Hundreds of thousands of phone calls and faxes jammed switchboards at the U.S. Senate and White House Wednesday, as callers around the country voiced their opposition to a possible war with Iraq.
The phone call protest was aimed at allowing Americans to take part in a mass demonstration against possible war with Iraq without leaving their homes. The organizers, "Win Without War," asked people from all 50 U.S. states to call or fax their Senators and the White House. And they did, by hundreds of thousands, according to Senate sources, jamming phone lines and making it difficult for the legislators to conduct business.

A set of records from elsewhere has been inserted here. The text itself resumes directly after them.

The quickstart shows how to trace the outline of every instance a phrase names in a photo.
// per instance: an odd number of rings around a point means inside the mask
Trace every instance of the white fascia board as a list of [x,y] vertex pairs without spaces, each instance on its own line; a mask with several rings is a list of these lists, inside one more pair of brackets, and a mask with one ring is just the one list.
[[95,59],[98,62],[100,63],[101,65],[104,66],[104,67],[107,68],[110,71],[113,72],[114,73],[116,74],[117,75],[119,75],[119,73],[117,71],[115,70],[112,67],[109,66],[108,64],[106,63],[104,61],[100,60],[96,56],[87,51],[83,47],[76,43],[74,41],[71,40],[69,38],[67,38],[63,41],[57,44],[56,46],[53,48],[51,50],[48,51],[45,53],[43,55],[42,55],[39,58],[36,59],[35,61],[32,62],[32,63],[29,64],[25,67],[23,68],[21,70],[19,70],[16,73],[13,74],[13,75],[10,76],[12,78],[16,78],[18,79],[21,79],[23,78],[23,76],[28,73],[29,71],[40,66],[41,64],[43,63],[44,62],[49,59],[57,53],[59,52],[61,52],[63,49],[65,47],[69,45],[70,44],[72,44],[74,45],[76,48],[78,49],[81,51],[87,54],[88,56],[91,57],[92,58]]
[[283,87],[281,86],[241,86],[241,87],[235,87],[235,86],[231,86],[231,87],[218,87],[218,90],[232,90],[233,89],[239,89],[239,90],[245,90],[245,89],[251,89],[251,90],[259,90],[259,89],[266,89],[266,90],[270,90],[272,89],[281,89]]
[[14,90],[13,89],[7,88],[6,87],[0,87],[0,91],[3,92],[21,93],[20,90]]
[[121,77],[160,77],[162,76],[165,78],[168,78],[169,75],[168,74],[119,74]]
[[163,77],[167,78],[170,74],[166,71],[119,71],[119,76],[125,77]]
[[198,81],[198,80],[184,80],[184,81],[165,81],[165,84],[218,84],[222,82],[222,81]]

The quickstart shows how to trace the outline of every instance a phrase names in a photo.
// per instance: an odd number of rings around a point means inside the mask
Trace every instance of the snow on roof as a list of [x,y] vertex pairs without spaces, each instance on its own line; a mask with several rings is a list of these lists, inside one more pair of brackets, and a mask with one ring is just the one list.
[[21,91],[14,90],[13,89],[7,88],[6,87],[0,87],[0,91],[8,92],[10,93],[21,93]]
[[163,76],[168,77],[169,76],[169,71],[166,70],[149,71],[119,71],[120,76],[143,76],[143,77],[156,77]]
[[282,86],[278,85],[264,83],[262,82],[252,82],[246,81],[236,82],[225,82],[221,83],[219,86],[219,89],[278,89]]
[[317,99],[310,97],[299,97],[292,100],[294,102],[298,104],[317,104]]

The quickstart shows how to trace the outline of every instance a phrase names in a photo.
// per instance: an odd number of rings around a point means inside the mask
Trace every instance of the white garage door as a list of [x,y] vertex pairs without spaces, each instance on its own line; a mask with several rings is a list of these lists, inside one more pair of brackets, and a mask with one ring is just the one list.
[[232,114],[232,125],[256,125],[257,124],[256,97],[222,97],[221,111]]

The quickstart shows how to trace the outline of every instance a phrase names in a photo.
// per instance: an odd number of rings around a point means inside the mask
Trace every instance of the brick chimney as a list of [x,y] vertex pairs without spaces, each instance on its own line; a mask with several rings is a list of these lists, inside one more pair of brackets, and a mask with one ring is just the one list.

Win Without War national director Tom Andrews said the virtual march was aimed at letting American political leaders know there is a portion of the U.S. public that does not want to see a war.
"They're going to realize that we're organized and we're focused and we're willing to take political action," says Mr. Andrews. "And if you're a member of the Senate or even the House, and you're concerned about your political future, we hope that if you're not willing to do the right thing on Iraq because it's the right thing to do, you may consider doing the right thing on Iraq because it's the politically-wise thing to do."

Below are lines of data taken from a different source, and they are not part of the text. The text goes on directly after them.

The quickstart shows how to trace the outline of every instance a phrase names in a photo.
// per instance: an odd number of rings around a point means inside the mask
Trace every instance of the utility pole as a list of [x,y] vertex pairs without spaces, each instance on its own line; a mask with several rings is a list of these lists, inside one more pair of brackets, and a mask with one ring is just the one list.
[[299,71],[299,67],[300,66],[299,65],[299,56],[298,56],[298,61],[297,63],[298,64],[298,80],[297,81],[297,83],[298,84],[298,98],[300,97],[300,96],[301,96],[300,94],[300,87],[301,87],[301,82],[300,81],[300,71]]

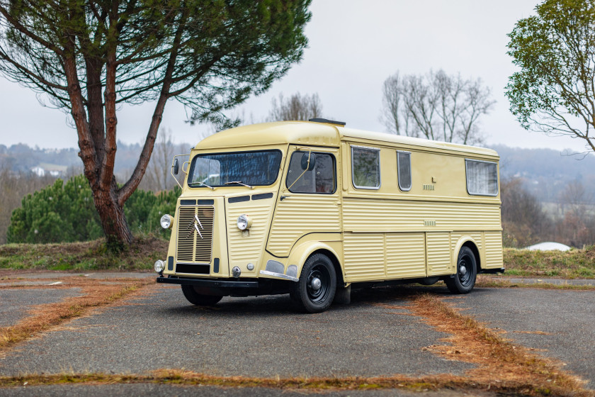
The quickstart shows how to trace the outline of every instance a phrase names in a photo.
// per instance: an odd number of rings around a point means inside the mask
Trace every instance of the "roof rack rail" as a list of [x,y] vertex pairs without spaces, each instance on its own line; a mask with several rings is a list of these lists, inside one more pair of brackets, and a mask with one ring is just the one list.
[[345,125],[344,121],[335,121],[334,120],[328,120],[327,118],[310,118],[308,121],[313,121],[314,123],[327,123],[328,124],[336,124],[337,125]]

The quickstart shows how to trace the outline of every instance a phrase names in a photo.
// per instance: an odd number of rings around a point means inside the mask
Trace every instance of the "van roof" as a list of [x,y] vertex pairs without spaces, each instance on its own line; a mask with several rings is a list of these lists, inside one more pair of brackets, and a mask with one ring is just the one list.
[[495,150],[411,138],[385,133],[356,130],[336,124],[311,121],[279,121],[236,127],[218,132],[201,140],[196,149],[220,149],[264,145],[288,144],[339,147],[341,140],[365,141],[370,145],[390,142],[406,146],[431,147],[498,157]]

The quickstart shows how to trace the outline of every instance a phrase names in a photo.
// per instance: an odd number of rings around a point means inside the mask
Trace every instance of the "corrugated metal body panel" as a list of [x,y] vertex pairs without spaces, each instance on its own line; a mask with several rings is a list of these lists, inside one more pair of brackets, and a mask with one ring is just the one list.
[[425,233],[387,233],[385,238],[387,278],[426,276]]
[[425,220],[440,230],[500,229],[499,204],[344,198],[345,231],[428,230]]
[[450,233],[426,233],[428,276],[448,274],[450,271]]
[[[263,202],[264,201],[264,202]],[[273,201],[261,200],[257,201],[260,205],[251,205],[250,203],[227,204],[227,241],[230,259],[234,262],[249,262],[258,266],[262,255]],[[237,217],[246,214],[252,220],[252,225],[249,233],[244,233],[237,228]]]
[[476,245],[477,246],[477,250],[479,250],[480,252],[482,252],[482,233],[450,233],[450,249],[454,250],[456,248],[457,242],[460,240],[460,237],[463,236],[470,236],[472,238]]
[[502,233],[486,232],[485,238],[485,267],[502,267]]
[[341,231],[341,213],[336,196],[290,194],[277,203],[267,249],[287,257],[306,233]]
[[179,207],[177,262],[210,263],[214,215],[212,206]]
[[384,234],[345,233],[344,267],[347,282],[384,280]]

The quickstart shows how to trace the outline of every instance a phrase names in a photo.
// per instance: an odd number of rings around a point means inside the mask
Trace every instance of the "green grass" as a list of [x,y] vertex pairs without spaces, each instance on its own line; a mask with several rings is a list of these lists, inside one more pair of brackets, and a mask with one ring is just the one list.
[[504,248],[504,254],[509,276],[595,278],[595,245],[566,252]]
[[62,244],[0,245],[0,269],[62,271],[152,270],[156,259],[164,259],[168,242],[137,236],[118,253],[107,249],[103,239]]

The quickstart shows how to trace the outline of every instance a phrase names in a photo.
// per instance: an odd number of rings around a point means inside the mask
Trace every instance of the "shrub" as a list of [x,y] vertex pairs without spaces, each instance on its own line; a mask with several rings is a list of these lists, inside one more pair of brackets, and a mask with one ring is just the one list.
[[[165,213],[174,213],[180,189],[162,191],[136,190],[126,201],[124,213],[132,231],[169,237],[159,224]],[[89,182],[83,175],[65,184],[57,179],[33,194],[13,211],[8,242],[71,242],[96,240],[103,235]]]

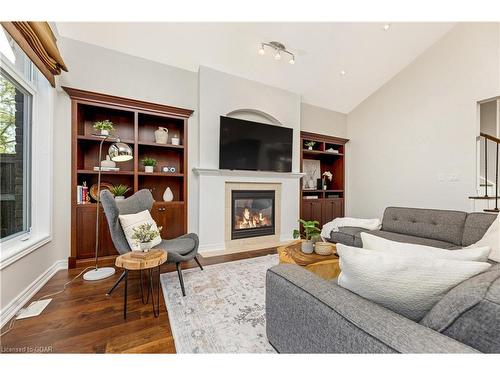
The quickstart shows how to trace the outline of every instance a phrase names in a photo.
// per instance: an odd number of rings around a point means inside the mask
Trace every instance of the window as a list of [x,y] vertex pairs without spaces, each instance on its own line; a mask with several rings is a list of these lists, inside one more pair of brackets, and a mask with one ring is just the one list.
[[30,95],[0,69],[0,239],[30,228]]
[[54,100],[0,27],[0,270],[51,240]]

The huge volume of calls affected not only the Senators, but journalists who cover them as well. VOA Senate Correspondent Debby Tate says the chamber's press gallery was unusually calm. "It's been eerily quiet. I didn't realize the impact that this virtual protest would have until I opened my e-mail and found many messages from people wanting to get a hold of me, and complaining that they were getting a busy signal when they were trying to reach me," says Ms. Tate. "We have the Afghan President Hamid Karzai here testifying before a Senate committee, and there were a lot of questions from colleagues about his testimony, and folks were unable to reach me by phone."
The virtual protest comes as Washington works to garner international support for a military strike against Iraq over its alleged weapons of mass destruction. It follows large public anti-war demonstrations around the world.
Win Without War's Mr. Andrews says, if this event is successful, the group will try take its campaign overseas and organize a global Internet and e-mail campaign.